Most of the disorders, big and small, that have shaken up the French working-class banlieues, the British inner city and adjacent barrios of North American have involved chiefly the youths of impoverished, segregated and often dilapidated urban neighbourhoods caught in a spiral of decline; they appear to have been fueled by growing ethnoracial tensions in and around those areas. (20)And Wacquant thinks these uprisings stem from three large social causes: mass unemployment, relegation to decaying neighbourhoods, and heightened stigmatization in daily life of the marginalized young people (25).
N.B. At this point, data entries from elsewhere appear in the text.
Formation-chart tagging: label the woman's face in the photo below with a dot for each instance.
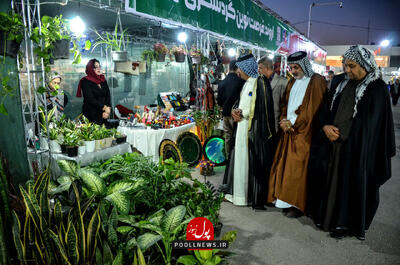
(97, 68)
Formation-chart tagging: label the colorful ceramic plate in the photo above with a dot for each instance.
(168, 149)
(190, 147)
(214, 150)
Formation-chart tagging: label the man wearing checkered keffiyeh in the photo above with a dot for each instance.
(254, 148)
(352, 153)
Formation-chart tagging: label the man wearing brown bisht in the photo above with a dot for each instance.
(288, 179)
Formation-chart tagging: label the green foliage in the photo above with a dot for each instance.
(148, 56)
(8, 88)
(55, 236)
(112, 41)
(6, 219)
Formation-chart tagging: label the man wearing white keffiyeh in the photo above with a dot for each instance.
(350, 157)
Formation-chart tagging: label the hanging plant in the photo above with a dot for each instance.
(11, 33)
(160, 50)
(148, 56)
(54, 30)
(114, 42)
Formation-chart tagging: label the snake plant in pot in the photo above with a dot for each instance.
(115, 42)
(71, 140)
(11, 33)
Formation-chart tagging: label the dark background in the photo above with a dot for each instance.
(352, 20)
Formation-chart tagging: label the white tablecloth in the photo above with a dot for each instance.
(148, 141)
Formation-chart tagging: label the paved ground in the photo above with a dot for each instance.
(268, 237)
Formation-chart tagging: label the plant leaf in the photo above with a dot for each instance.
(3, 109)
(124, 229)
(187, 260)
(68, 167)
(92, 181)
(118, 258)
(141, 257)
(71, 239)
(16, 236)
(93, 229)
(120, 200)
(173, 218)
(88, 45)
(59, 247)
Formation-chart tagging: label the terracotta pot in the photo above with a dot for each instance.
(206, 171)
(180, 57)
(196, 60)
(72, 151)
(160, 57)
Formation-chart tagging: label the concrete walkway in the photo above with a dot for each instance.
(268, 237)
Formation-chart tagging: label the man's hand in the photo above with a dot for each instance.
(285, 125)
(331, 132)
(237, 115)
(106, 109)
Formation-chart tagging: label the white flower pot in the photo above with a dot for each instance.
(90, 146)
(43, 143)
(108, 142)
(55, 146)
(196, 60)
(100, 144)
(82, 150)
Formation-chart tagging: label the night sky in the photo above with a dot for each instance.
(383, 14)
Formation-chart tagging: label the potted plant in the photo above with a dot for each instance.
(100, 134)
(56, 36)
(54, 145)
(81, 147)
(87, 135)
(120, 138)
(206, 167)
(53, 41)
(195, 54)
(11, 33)
(71, 140)
(109, 137)
(115, 42)
(160, 50)
(179, 52)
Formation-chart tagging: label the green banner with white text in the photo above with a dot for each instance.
(239, 19)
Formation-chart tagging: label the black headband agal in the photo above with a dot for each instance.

He quotes a young man from Bristol:
I don't have a job and I'll never have one. Nobody wants to help us get out of this shit. If the government can spend so much money to build a nuclear submarine, why not for the inner cities? If fighting cops is the only way to get heard, then we'll fight them. (31)This is a superb piece of sociology, making use of multiple means of inquiry (ethnographic, comparison, statistical) to arrive at credible theories of the causes of urban marginality. And, contrary to the critique offered by O'Connor of mainstream poverty studies, there is not an ounce of "blaming the poor" in this study. Wacquant wants to understand the social processes that create and reproduce the urban spatial reality of marginality. And in doing this, he aims to provide some of the understanding we will need to begin to take this system apart.